Don't want a post-doc! Want a Porsche!
May 11, 2011 7:39 AM Subscribe
Selling out successfully
Few months away from finishing PhD, & no interest in staying in science. Can I use my fancy credentials to try and get a high-paying big-city job? Help me chart a course.
What I don't have: any knowledge of economics beyond the intro freshman econ sequence, or what can be gleaned from occasionally reading The Economist.
Any private-sector or non-science experience, or any really connections to call upon. I also don't have an advisor who I can discuss this with (he's not the sort who would undercut me post-graduation, but I'm not comfortable 'coming out' at this point).
What I will have: degrees in Physics & Computational/Theoretical Biology from top-tier (Ivy) schools. A way with words, the willingness to learn and adapt, the confidence to look respectable in a suit, and half a year (part time of course) to prepare. And maybe something of an overoptimistic sense of entitlement.
Where should I be looking? What should I be reading? What web sites / forums / blogs might be helpful? What else should I be doing to prepare? Which directions can I realistically pursue?
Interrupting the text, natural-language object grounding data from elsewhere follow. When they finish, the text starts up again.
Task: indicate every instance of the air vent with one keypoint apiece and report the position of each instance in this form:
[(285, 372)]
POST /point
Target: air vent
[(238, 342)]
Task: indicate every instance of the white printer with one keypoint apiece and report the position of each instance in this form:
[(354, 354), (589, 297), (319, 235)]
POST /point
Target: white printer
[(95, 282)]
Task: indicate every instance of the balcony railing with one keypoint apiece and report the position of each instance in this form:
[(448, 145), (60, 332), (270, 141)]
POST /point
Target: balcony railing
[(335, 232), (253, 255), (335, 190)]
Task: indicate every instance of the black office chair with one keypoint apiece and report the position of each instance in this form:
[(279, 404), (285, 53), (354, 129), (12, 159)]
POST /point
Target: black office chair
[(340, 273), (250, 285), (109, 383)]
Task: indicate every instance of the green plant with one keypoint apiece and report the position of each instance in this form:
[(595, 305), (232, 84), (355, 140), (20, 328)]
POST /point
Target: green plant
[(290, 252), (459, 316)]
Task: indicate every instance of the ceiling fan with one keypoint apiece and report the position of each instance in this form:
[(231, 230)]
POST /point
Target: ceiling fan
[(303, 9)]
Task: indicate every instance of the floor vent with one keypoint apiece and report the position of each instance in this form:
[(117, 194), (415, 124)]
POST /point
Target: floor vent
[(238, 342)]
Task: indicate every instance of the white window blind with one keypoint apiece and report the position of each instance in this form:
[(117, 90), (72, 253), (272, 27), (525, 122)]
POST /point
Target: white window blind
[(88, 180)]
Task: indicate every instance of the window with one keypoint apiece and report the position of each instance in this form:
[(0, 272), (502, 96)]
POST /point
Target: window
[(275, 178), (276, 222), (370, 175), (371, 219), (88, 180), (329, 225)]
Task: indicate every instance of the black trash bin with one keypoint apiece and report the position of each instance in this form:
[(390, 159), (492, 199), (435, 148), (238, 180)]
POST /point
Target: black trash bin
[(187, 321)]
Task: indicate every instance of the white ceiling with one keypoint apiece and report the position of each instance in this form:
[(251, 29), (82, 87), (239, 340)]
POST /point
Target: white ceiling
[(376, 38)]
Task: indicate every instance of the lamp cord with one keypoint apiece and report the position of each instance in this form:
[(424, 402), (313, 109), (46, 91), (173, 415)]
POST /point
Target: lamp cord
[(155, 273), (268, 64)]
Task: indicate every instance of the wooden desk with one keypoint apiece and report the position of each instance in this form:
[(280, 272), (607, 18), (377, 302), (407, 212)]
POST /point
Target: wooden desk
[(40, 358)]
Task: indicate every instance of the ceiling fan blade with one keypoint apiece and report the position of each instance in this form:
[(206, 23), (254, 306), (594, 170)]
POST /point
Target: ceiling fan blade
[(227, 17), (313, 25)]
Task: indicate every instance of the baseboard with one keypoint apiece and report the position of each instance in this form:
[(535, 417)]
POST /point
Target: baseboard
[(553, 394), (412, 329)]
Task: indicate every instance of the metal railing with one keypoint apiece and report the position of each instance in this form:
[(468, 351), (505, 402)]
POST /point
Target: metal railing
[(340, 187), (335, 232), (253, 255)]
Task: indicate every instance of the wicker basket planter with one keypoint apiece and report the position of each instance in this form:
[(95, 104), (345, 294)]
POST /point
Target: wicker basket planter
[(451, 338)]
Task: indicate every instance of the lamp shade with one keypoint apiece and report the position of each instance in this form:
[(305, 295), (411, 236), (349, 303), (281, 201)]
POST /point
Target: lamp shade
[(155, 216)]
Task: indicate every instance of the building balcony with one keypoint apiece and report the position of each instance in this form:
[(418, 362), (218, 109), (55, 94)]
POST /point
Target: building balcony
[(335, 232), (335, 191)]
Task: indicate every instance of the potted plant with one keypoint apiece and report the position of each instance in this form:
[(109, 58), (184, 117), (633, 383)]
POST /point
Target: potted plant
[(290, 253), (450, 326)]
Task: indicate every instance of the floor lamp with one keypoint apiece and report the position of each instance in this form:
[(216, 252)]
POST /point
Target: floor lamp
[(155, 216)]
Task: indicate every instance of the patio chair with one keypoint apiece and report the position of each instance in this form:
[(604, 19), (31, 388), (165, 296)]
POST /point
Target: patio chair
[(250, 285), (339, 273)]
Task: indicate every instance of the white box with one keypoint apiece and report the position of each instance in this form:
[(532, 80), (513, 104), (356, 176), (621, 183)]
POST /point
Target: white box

Throwaway email: bio.to.banking@gmail.com
posted by anonymous to work & money (8 answers total) 17 users marked this as a favorite
What kind of "high-paying big-city job" are you talking about here? With a Ph.D. in a technical discipline, you're a shoo-in for a Category A patent agent. Non-attorney patent agents can easily make $50,000-60,000, right off the bat. Add a law degree to that--and becoming a patent attorney is one of the only reasons you should even think of going to law school right now--and you're starting at $80,000 and going up from there. You're looking at another few years of school on the law school side, but being a patent attorney is one of the few things you can do to convince people to pay for your education. I'm assuming that your institution has a law school. If it does, contact their career services office and see if they can put you in touch with some IP firms and strike up a conversation that way.
But it's going to be difficult to get you into a finance firm without, you know, some kind of finance degree, unless you're looking to do quantitative investing. Hedge funds and other private equity outfits do hire people with physics backgrounds to do investment-related stuff, but the discipline took something of a black eye in the past few years, and deservedly so. I don't know how much of that kind of hiring is going on anymore.